If you're reading this, I'm dead. I wish I wasn't, but hey, that's life. Besides, I've been to Hell, Heaven and Purgatory. Maybe this time I'll aim for Limbo.

I wish I was brave enough to say this to your face. But I'm not, so I'm writing it here, on a piece of motel stationary. The final words of Dean Winchester. It's kind of fitting, I guess.

You know I don't do chick flick moments. I'm not really a guy equipped to deal with any emotions whatsoever. You can blame my Dad for that.

I've written this so many times. It never seems right. So I'm going to tell you it straight. I love you.

Not like a brother. I've said it for years, I know, but what I feel isn't platonic. Not by a long shot.

Castiel, Angel of the Lord, I am completely and utterly, head over heels in love with you. To me, you're what humans call the one. My soul mate.

I know you're an Angel, and I'm simply a lowly human, not really worthy of you're attention. But you were the one who proved to me that there was still good in the world. You rebelled from Heaven, to protect humans. You've messed up, yeah, but you tried. I guess that's all we can do.

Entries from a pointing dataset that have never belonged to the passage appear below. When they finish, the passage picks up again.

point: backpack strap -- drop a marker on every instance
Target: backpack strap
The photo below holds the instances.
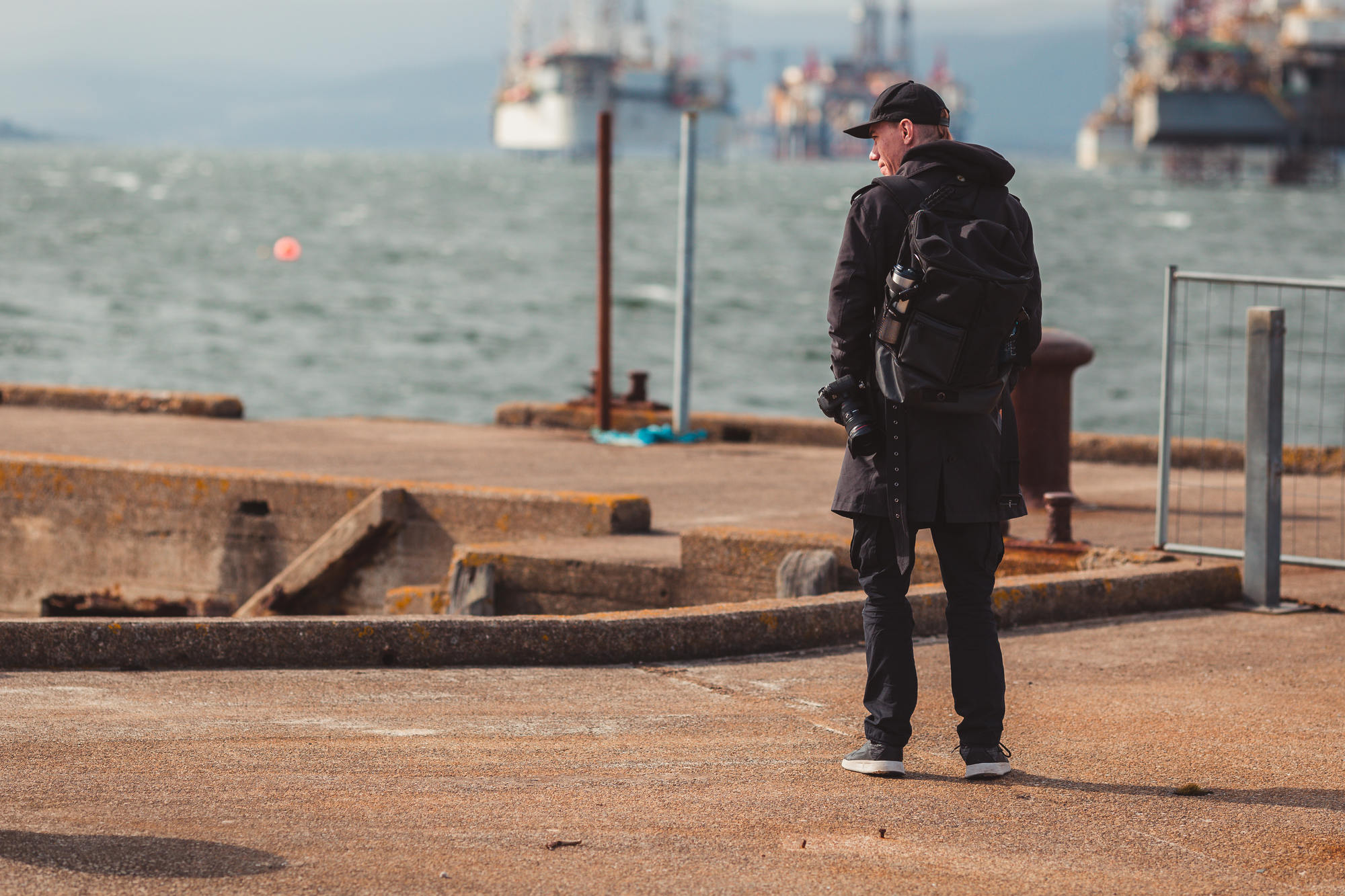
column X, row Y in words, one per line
column 907, row 194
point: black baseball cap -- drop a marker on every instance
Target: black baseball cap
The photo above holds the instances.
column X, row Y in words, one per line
column 906, row 100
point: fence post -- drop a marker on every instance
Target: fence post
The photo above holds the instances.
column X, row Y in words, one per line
column 1265, row 454
column 1165, row 404
column 685, row 270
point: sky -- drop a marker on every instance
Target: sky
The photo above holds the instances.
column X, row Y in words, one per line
column 422, row 73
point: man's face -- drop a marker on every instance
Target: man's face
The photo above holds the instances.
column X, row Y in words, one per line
column 891, row 142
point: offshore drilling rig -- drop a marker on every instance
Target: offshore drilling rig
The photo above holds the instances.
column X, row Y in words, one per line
column 1225, row 91
column 814, row 103
column 568, row 61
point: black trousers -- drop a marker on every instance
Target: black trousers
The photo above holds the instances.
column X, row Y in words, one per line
column 969, row 555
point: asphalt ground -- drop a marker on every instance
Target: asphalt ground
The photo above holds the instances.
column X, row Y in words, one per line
column 716, row 776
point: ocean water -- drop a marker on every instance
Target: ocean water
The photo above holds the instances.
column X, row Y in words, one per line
column 439, row 286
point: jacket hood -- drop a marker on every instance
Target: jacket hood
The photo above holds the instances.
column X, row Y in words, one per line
column 978, row 165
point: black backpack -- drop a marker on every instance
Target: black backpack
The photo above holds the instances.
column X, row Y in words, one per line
column 946, row 343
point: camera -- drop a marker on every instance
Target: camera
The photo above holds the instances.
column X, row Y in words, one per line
column 845, row 403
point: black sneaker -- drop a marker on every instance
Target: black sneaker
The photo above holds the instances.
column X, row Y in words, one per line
column 987, row 762
column 876, row 759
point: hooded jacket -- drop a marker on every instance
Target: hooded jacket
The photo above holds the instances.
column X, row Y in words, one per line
column 934, row 467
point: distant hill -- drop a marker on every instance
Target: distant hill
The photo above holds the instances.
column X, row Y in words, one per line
column 10, row 131
column 1032, row 91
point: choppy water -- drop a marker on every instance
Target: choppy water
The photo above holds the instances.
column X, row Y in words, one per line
column 442, row 286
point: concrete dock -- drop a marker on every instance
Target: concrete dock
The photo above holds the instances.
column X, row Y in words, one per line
column 761, row 486
column 672, row 776
column 695, row 778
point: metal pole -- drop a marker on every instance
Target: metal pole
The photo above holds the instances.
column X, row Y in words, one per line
column 1265, row 454
column 603, row 386
column 1165, row 404
column 685, row 261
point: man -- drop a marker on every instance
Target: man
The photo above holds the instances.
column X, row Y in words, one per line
column 939, row 471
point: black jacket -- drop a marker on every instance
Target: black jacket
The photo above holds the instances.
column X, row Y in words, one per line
column 934, row 467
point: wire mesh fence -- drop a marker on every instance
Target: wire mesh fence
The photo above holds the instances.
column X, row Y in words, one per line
column 1203, row 424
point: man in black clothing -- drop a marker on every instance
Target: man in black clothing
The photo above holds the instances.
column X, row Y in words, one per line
column 941, row 471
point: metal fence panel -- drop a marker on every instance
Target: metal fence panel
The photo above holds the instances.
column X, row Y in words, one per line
column 1203, row 415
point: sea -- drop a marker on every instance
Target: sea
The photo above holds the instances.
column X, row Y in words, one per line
column 440, row 286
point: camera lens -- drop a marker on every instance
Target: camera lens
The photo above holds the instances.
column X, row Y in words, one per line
column 864, row 440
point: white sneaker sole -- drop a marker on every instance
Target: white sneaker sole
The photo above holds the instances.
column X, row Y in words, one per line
column 874, row 767
column 989, row 770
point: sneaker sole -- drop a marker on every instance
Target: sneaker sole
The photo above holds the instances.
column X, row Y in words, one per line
column 883, row 768
column 988, row 770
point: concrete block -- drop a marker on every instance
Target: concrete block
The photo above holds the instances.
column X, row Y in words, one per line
column 649, row 635
column 804, row 573
column 525, row 584
column 314, row 580
column 80, row 525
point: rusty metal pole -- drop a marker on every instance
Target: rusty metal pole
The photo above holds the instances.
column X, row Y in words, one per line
column 603, row 386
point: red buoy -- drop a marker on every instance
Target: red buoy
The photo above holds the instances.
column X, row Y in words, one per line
column 287, row 249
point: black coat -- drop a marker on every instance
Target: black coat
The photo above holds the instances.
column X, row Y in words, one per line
column 934, row 467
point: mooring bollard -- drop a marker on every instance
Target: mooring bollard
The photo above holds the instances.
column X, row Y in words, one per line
column 1059, row 528
column 1265, row 455
column 1043, row 404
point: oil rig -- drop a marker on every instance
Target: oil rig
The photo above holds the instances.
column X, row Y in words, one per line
column 1225, row 91
column 570, row 61
column 814, row 103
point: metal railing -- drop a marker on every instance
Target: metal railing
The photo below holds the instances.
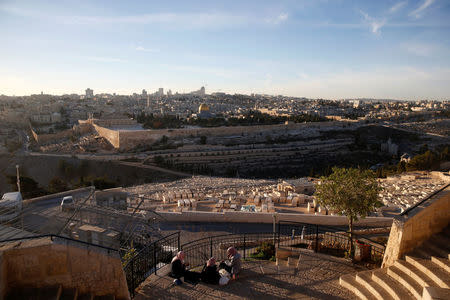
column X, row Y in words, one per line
column 199, row 251
column 324, row 239
column 407, row 211
column 139, row 264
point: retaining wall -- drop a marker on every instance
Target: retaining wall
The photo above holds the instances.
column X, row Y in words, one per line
column 128, row 139
column 247, row 217
column 409, row 231
column 42, row 262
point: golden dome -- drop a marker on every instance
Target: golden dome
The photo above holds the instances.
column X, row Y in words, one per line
column 203, row 108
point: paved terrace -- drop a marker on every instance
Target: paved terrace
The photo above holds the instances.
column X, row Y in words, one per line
column 316, row 276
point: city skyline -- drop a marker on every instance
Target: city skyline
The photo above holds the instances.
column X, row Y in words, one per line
column 324, row 49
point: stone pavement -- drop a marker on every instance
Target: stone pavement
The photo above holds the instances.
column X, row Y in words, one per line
column 316, row 276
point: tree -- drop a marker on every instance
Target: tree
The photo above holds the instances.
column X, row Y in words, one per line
column 57, row 185
column 349, row 192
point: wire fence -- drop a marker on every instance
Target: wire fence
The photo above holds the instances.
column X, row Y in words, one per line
column 138, row 265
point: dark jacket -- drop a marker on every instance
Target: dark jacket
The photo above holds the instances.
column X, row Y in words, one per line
column 210, row 275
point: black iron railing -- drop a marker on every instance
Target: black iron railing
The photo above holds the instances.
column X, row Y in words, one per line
column 407, row 211
column 201, row 250
column 140, row 264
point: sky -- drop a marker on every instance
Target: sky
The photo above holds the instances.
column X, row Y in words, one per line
column 391, row 49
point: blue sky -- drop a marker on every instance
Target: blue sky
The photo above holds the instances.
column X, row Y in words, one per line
column 319, row 49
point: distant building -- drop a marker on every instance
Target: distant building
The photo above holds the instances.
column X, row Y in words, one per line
column 89, row 93
column 204, row 112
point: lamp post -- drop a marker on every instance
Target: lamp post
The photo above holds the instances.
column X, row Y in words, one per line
column 18, row 178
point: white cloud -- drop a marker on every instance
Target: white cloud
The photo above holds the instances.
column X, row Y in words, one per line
column 177, row 20
column 375, row 24
column 421, row 49
column 391, row 83
column 278, row 19
column 142, row 49
column 417, row 13
column 104, row 59
column 397, row 7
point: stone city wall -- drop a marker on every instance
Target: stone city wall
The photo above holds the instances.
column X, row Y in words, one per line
column 110, row 135
column 128, row 139
column 253, row 217
column 50, row 137
column 43, row 263
column 408, row 232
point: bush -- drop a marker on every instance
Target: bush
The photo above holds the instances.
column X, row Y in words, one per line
column 265, row 251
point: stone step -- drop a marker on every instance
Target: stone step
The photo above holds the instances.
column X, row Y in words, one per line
column 441, row 262
column 440, row 277
column 365, row 278
column 420, row 277
column 69, row 294
column 432, row 248
column 393, row 287
column 405, row 280
column 349, row 282
column 50, row 292
column 28, row 293
column 441, row 240
column 105, row 297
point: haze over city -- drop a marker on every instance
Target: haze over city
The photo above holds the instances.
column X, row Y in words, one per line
column 315, row 49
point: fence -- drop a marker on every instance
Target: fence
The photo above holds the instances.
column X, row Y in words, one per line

Between you and Sammy, I'm not sure who I'd save. The world could burn, as long as Sammy was safe, but if I could only save one of you, I'm not sure who I would save. That's when I realised that I loved you. Sammy's my world. But you? You're my sun, moon and stars.

It sounds so poetic.

Take care of Sammy, for me, please. Even though you don't feel the same way, just look after him. It's all I ask. And take care of yourself, too.

So this is it. My final stand. The day I died for good.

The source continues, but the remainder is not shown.